The race and ethnicity data in Medicare's enrollment data have limitations, but can still be used in important health equity work if those limitations are recognized and accounted for during analysis.


Medicare is an essential part of the Nation's health care system, with 66 million people enrolled. The COVID-19 pandemic brought persistent disparities in health care access and outcomes to the forefront, including in the Medicare program. The Office of Inspector General (OIG) and the Centers for Medicare & Medicaid Services (CMS) have made advancing health equity a top priority. In order to address health disparities, it is important to assess them using accurate, complete, and comprehensive data. The results of these analyses can be used to tailor interventions aimed at improving disparities. The data can then be used to evaluate the efficacy of these interventions. Ultimately, success in advancing health equity hinges on a thorough understanding of the underlying data.

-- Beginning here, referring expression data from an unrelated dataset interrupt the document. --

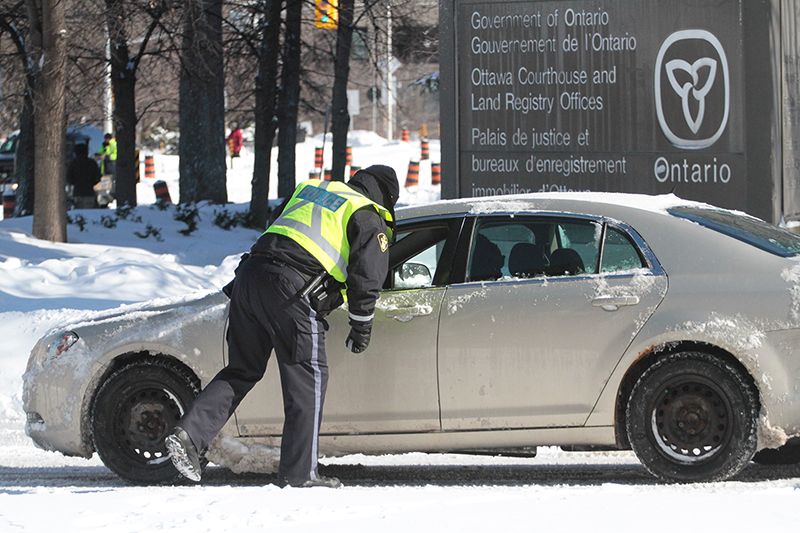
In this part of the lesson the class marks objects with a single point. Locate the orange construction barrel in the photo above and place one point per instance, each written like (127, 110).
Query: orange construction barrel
(425, 152)
(412, 178)
(9, 203)
(149, 167)
(162, 191)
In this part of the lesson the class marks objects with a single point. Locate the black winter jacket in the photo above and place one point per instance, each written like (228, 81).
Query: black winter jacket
(368, 262)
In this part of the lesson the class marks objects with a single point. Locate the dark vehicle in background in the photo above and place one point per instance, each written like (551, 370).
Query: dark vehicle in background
(76, 134)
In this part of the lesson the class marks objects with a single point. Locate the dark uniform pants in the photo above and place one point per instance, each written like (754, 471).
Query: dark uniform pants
(259, 322)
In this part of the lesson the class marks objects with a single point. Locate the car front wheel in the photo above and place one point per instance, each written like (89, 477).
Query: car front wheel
(693, 417)
(134, 411)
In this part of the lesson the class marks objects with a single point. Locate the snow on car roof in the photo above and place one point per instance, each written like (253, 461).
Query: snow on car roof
(522, 202)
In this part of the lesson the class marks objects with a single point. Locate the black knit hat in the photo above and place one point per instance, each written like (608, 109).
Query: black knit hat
(380, 184)
(387, 181)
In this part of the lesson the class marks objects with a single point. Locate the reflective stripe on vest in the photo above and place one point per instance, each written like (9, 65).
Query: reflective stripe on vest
(316, 217)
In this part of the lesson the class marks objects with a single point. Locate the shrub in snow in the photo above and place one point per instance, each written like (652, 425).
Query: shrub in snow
(126, 212)
(161, 204)
(148, 231)
(189, 214)
(107, 221)
(224, 219)
(78, 220)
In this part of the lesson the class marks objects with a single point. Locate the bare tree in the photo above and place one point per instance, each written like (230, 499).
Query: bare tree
(289, 99)
(202, 104)
(48, 40)
(266, 123)
(124, 67)
(340, 113)
(24, 168)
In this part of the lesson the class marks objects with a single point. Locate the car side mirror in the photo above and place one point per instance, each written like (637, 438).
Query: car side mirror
(412, 275)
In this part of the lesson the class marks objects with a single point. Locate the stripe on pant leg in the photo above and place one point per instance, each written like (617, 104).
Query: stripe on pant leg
(317, 390)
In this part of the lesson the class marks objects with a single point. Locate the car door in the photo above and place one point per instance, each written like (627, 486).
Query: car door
(392, 386)
(548, 307)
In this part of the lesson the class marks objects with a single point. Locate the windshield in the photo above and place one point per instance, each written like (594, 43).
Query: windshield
(9, 144)
(748, 229)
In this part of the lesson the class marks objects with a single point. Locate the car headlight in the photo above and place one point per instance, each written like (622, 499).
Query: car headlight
(50, 347)
(61, 344)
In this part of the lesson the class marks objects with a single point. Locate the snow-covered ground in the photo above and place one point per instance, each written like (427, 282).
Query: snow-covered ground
(42, 284)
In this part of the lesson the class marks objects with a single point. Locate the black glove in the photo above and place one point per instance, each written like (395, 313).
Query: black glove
(358, 340)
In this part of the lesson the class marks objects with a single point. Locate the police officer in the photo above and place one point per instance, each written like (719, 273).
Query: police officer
(328, 235)
(107, 155)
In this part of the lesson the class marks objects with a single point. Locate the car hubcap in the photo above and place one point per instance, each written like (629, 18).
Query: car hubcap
(690, 420)
(147, 417)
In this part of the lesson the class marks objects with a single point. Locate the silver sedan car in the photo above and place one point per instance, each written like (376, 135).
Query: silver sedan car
(590, 321)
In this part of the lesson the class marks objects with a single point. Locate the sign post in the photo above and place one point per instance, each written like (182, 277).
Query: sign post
(647, 96)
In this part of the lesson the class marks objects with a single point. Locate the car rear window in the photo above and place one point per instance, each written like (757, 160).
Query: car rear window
(748, 229)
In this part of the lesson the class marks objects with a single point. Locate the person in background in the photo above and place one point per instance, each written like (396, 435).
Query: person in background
(83, 174)
(235, 140)
(107, 155)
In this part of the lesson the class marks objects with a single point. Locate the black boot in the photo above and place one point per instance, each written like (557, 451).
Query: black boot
(184, 454)
(319, 481)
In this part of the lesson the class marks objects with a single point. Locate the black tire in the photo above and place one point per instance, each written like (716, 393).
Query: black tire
(788, 454)
(134, 411)
(693, 417)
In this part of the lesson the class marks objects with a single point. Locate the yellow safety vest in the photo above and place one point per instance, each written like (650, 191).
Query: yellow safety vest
(316, 217)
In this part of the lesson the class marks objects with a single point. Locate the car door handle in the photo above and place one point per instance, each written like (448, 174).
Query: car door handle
(404, 314)
(612, 303)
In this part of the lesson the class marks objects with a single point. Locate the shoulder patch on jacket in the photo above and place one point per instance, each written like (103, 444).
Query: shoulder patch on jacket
(383, 241)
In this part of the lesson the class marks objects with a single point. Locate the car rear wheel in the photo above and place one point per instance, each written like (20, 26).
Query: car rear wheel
(134, 411)
(693, 417)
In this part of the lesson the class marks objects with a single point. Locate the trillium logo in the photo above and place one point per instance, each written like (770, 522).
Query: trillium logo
(692, 89)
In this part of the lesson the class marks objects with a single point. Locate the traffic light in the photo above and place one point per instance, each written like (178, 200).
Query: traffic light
(327, 14)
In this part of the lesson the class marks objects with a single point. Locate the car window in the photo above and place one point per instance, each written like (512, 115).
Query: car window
(415, 257)
(9, 145)
(619, 253)
(743, 227)
(529, 247)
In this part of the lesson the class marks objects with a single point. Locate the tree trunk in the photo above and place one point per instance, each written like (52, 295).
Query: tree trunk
(49, 44)
(341, 116)
(24, 166)
(266, 91)
(26, 158)
(289, 99)
(202, 105)
(123, 86)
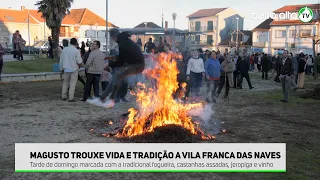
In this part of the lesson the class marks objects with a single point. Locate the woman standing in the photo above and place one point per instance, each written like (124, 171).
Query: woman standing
(2, 52)
(226, 77)
(195, 73)
(212, 68)
(20, 44)
(139, 43)
(301, 71)
(83, 49)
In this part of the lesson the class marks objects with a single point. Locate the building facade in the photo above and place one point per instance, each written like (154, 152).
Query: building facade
(290, 33)
(213, 26)
(261, 37)
(74, 24)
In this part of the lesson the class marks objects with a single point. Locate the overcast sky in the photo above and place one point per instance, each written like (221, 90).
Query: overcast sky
(129, 13)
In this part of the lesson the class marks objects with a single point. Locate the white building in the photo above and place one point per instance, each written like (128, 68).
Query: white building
(289, 33)
(215, 24)
(261, 37)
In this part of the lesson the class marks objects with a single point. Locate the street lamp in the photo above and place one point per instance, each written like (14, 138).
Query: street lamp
(97, 30)
(237, 40)
(174, 17)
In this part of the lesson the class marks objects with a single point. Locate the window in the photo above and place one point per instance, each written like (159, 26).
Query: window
(281, 34)
(209, 39)
(210, 26)
(197, 37)
(76, 29)
(292, 33)
(305, 33)
(198, 25)
(10, 18)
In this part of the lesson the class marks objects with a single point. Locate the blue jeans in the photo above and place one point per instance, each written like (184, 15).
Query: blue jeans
(196, 81)
(119, 75)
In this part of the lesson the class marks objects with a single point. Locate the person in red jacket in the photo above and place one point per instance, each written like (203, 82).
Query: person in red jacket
(252, 62)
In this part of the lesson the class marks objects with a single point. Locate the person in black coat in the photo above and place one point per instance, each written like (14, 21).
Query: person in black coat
(243, 67)
(265, 63)
(130, 61)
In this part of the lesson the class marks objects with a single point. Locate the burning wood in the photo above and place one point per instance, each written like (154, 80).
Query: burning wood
(156, 106)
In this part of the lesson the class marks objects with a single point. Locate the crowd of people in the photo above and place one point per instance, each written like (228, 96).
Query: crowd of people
(121, 71)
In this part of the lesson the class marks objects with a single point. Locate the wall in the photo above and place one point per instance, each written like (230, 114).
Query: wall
(227, 23)
(203, 26)
(260, 36)
(36, 31)
(4, 34)
(301, 44)
(84, 28)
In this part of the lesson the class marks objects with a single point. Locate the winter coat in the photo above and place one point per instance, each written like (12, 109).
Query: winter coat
(228, 68)
(286, 68)
(19, 43)
(243, 66)
(129, 52)
(212, 69)
(302, 66)
(265, 63)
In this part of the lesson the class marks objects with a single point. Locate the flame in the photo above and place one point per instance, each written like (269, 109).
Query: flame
(156, 106)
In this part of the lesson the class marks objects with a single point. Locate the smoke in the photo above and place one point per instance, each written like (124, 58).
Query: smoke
(204, 112)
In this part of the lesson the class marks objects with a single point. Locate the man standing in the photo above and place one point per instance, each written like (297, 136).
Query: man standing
(212, 69)
(2, 52)
(94, 66)
(243, 70)
(130, 62)
(236, 60)
(295, 65)
(265, 66)
(69, 63)
(286, 70)
(149, 46)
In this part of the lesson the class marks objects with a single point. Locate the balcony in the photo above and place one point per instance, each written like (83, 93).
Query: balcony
(66, 34)
(202, 43)
(201, 29)
(259, 44)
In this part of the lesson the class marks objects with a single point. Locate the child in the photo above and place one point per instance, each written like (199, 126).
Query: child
(195, 73)
(106, 76)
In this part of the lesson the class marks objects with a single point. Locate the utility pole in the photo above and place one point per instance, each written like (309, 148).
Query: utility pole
(174, 16)
(107, 28)
(314, 42)
(29, 31)
(44, 29)
(162, 18)
(237, 40)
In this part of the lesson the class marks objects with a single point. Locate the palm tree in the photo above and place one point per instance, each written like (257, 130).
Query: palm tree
(54, 12)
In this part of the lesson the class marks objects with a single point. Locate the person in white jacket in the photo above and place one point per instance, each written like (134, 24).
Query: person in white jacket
(195, 73)
(70, 60)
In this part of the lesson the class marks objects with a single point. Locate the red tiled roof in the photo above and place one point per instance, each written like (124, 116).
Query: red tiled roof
(265, 25)
(296, 8)
(76, 16)
(16, 16)
(67, 20)
(87, 17)
(290, 22)
(149, 25)
(206, 12)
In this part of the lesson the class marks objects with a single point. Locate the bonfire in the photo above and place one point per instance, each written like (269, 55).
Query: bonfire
(156, 105)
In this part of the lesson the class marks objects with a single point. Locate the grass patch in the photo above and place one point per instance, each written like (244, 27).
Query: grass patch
(29, 66)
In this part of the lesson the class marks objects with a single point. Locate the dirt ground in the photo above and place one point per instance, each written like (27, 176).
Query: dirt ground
(34, 113)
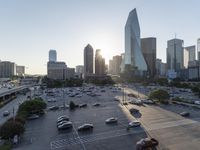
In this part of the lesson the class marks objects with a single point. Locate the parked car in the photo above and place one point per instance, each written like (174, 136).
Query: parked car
(82, 105)
(133, 110)
(111, 120)
(96, 104)
(32, 117)
(6, 113)
(134, 123)
(64, 125)
(63, 118)
(53, 108)
(185, 114)
(86, 126)
(146, 143)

In June 2022, OIG issued a data brief, Inaccuracies in Medicare's Race and Ethnicity Data Hinder the Ability To Assess Health Disparities (OEI-02-21-00100), analyzing the quality of the race and ethnicity data for people enrolled in Medicare. That data brief makes constructive recommendations to CMS for improving the data.

As CMS works to implement these recommendations, improvements are expected to take several years to yield better data for health disparities research. Until then, the existing data remain a vital source for understanding one of the largest Federal programs and conducting health equity work.


This resource guide is a tool that provides practical information about the race and ethnicity data for people enrolled in Medicare. Specifically, using information derived from the prior data brief, it provides a concise, user-friendly explanation of the origins and limitations of Medicare's enrollment race and ethnicity data and offers considerations for the use of these data.

This guide is for public and private sector users of Medicare data, such as researchers, managed care organizations, Congress, and others, involved in health equity work.